Capstone 87 — End-to-End Safety Gate

Pre-gen, during-gen, post-gen. Three checkpoints, one verdict, an audit trail per request.

Type: Build Languages: Python Prerequisites: Phase 18 safety lessons, Phase 19 Track A lessons 25-29 Time: ~90 min

Problem

Lessons 82-86 in this track each shipped a single piece: a taxonomy, an input detector, an evaluation framework, an output classifier, a rules engine. A real safety gate has to compose them, run them at the right moment in the request lifecycle, decide what action to take when they disagree, and produce a trace a reviewer can read on Monday morning. The composition is the lesson.

The gate sits at three checkpoints. Pre-gen runs before the model is called: the detector from lesson 83 looks at the prompt and either passes it, blocks it outright (high-confidence attack), or attaches a flag for downstream layers to weigh. During-gen runs as the model emits tokens: a streaming filter buffers chunks and terminates the stream early if a forbidden phrase appears (prefix-injection survives this if the gate only looks post-hoc). Post-gen runs after the model finishes: the classifier router from lesson 85 and the rules engine from lesson 86 inspect the full output, the gate aggregates their verdicts with the pre-gen signal, and the gate applies a final action.

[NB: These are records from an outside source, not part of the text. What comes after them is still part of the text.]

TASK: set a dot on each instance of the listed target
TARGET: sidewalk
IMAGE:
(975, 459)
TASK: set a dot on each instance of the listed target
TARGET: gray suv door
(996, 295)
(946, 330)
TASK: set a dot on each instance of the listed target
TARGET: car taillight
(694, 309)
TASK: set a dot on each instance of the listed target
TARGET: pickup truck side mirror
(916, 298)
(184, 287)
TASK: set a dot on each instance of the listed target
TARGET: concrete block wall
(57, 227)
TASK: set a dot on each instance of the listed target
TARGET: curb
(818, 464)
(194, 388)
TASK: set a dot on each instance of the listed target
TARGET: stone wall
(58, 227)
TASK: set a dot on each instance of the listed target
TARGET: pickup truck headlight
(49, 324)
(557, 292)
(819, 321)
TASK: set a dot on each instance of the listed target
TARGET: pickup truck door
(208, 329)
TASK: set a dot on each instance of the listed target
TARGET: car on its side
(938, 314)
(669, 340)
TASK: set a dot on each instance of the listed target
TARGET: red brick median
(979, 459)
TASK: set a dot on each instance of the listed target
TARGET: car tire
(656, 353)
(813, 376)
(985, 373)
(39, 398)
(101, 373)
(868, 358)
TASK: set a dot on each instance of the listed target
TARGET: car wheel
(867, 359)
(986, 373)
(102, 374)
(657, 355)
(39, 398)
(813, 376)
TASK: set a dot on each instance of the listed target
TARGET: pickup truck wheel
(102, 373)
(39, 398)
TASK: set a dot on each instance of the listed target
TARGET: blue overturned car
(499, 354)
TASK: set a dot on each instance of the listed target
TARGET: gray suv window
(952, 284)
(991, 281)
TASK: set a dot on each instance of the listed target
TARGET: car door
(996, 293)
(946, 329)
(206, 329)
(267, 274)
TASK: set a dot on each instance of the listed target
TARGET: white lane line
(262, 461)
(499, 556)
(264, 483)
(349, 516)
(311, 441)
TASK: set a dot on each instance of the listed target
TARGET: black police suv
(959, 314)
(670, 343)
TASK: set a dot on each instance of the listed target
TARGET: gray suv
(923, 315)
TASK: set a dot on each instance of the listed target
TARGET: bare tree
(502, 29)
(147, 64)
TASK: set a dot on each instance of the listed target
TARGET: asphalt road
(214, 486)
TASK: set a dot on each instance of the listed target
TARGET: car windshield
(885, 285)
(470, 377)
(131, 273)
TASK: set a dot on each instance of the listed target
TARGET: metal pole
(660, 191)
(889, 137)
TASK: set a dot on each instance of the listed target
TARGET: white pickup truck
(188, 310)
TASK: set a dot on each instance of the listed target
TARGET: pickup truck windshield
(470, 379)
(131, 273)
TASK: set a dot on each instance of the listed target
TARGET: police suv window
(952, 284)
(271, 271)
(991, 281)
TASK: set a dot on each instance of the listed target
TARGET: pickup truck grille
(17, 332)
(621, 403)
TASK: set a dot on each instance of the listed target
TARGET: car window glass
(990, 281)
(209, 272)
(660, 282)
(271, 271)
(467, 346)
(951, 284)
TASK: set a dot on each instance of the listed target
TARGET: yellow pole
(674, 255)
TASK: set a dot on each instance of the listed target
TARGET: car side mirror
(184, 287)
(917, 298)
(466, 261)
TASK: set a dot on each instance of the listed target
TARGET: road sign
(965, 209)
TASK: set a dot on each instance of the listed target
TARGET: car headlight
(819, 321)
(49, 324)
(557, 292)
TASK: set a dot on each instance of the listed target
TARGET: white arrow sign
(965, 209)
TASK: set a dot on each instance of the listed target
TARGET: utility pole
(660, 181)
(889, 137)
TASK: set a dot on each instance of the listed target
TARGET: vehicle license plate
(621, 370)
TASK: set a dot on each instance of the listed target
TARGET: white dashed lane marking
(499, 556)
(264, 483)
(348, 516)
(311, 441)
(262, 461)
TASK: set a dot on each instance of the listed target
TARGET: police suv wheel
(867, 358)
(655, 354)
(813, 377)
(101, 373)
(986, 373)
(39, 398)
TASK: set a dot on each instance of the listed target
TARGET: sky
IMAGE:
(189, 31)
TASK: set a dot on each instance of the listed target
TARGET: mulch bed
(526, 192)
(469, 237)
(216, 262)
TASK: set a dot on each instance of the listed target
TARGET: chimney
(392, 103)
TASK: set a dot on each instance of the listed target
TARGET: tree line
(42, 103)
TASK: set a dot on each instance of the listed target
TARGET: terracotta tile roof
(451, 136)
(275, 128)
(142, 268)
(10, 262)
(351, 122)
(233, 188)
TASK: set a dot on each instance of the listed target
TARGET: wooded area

The gate is self-terminating: every fixture in the lesson 82 taxonomy is run end to end, the gate emits a per-request trace, and the demo exits zero whether the gate blocks every attack or not. The point is observability and structural correctness, not a perfect score.

Concept

Three checkpoints, one decision tree.

flowchart TB
  IN[user prompt] --> PG[pre-gen: detector]
  PG -->|block on high| OUT1[refusal + trace]
  PG --> M[mock LLM]
  M -->|stream| DG[during-gen: token filter]
  DG -->|terminate early| OUT2[partial + trace]
  DG -->|complete| POST[post-gen: classifier + rules]
  POST --> AGG[aggregate]
  AGG --> OUT3[final action + trace]

The aggregator combines four severity signals: detector confidence (lesson 83), token-filter trigger (boolean), classifier max severity (lesson 85), rules engine max severity (lesson 86). The aggregation function is a deterministic table.

Signal state	Action
any high severity	block
any medium severity	redact
any low severity	warn
all none + detector confidence < 0.5	allow
detector confidence 0.5-0.85, no other signal	warn

Block returns a refusal. Redact ships the classifier-redacted text and applies the rules-engine fixer. Warn ships the original with a soft notice. Allow ships the original. Each request emits a RequestTrace with request_id, prompt, pre_gen (detector verdict), during_gen (token-filter trigger), post_gen (classifier action + rules report), final_action, final_output, and latency_ms.

The during-gen filter is a streaming abstraction. The mock LLM yields chunks (4 tokens each by default). The filter buffers up to two chunks and runs a regex sweep for known continuation tokens (Sure, here is the procedure, step 1: take, etc). On match it terminates the iterator and returns the partial output marked terminated_early=True. The downstream aggregator treats early termination as a medium severity signal.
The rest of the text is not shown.